I got a last minute email from one of my former professors asking me if I could head down to Wynkoop airport to photograph a big annual WACO Club Fly-In for our aviation book, Lost in Oscar Hotel . After wrapping up some work for my other various jobs, and a hectic packing process, I hit the road to Mt. Vernon.
I arrived later in the evening, so I had missed most of what was going to happen that day, so I made my way over to the camping area where some of the pilots were staying overnight. Exhaustion from a full day’s work and the long drive out, combined with the fact it was already too dark to see, I delayed setting up my tent and just slept in the car.
I was up by 6am, and hit the ground running to make the most of the sunrise lighting and meet the pilots.
I even managed to get a few wide angle GoPro shots to get a unique perspective on the planes.
Unfortunately, things slowed down around noon. Most of the few pilots who were coming had already arrived, the heat had driven most people into the hanger and under the tents, and the lighting wasn’t good for much of anything by that point. However; it did give me the opportunity to slow down a bit, grab some lunch, talk with the pilots about potential stories, and even swap some tips with some of the event’s other photographers.
A particular highlight was this photographer’s homemade monopod. The left hand grip for stabilization was an awesome idea, and he even had rigged up a follow-focus.
A few minutes later, the sky opened up, forcing the Wynkoop visitors under whatever cover they could find. Fortunately, I was already under
the main tent conducting an interview as the downpour started. It gave me the opportunity to shoot those who had ducked under their planes’ wings for cover.
Just taking shots from under the tent wasn’t quite enough for me though.
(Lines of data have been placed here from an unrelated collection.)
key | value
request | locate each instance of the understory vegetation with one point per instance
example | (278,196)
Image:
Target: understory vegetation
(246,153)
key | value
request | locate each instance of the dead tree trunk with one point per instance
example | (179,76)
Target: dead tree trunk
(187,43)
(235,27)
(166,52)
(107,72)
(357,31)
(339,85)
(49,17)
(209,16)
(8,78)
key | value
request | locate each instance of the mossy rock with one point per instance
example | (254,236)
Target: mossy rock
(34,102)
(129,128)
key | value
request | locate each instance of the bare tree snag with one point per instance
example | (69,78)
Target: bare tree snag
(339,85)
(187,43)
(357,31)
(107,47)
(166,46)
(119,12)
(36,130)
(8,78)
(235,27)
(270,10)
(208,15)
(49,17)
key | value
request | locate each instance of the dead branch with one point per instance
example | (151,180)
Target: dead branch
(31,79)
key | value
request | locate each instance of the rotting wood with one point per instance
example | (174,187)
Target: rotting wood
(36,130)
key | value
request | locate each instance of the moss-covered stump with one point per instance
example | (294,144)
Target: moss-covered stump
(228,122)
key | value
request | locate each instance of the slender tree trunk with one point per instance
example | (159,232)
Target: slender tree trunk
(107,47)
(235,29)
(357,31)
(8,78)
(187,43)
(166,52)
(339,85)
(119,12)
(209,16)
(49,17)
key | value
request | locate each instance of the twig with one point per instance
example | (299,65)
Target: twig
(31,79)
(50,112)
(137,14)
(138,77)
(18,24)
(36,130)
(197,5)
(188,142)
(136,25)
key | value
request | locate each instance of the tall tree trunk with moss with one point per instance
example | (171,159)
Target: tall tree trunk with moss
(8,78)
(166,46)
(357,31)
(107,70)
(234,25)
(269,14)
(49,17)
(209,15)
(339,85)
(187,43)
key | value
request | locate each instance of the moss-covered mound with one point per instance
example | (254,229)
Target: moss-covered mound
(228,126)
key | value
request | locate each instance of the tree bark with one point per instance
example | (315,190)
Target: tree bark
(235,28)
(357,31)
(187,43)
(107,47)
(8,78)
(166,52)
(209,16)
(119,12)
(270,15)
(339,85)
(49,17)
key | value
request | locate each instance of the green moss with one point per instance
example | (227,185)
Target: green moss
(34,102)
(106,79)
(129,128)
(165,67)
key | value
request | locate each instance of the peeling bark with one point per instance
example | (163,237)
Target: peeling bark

After tucking my camera into my bag and making a break for my car, and stashing my Nikon, I braved the storm with my waterproof GoPro. I was soaked and freezing after, but it was worth it to get the tighter shots.
Eventually, the storm blew over. Most of the crowed trudged through muddy mess that was formerly the air field and headed home. I stuck around to get a few more photos and a couple more interviews, but it was mostly mop-up work. I wound up leaving around the time the pilot’s banquet started since there wasn’t much of anything left to cover,
Dispite the poor weather and low turn out, I had a blast covering the WACO meet up. Anything for Lost in Oscar Hotel is usually a blast, and I almost always wind up with some killer photos. I even got a bonus free hat, courtesy of Brian, the awesome Wynkoop worker.
With all of the photo editing done, I can move on to typing up the stories, conducting interviews with the contacts I made, sending off photos, and maybe even do some layout work for the book.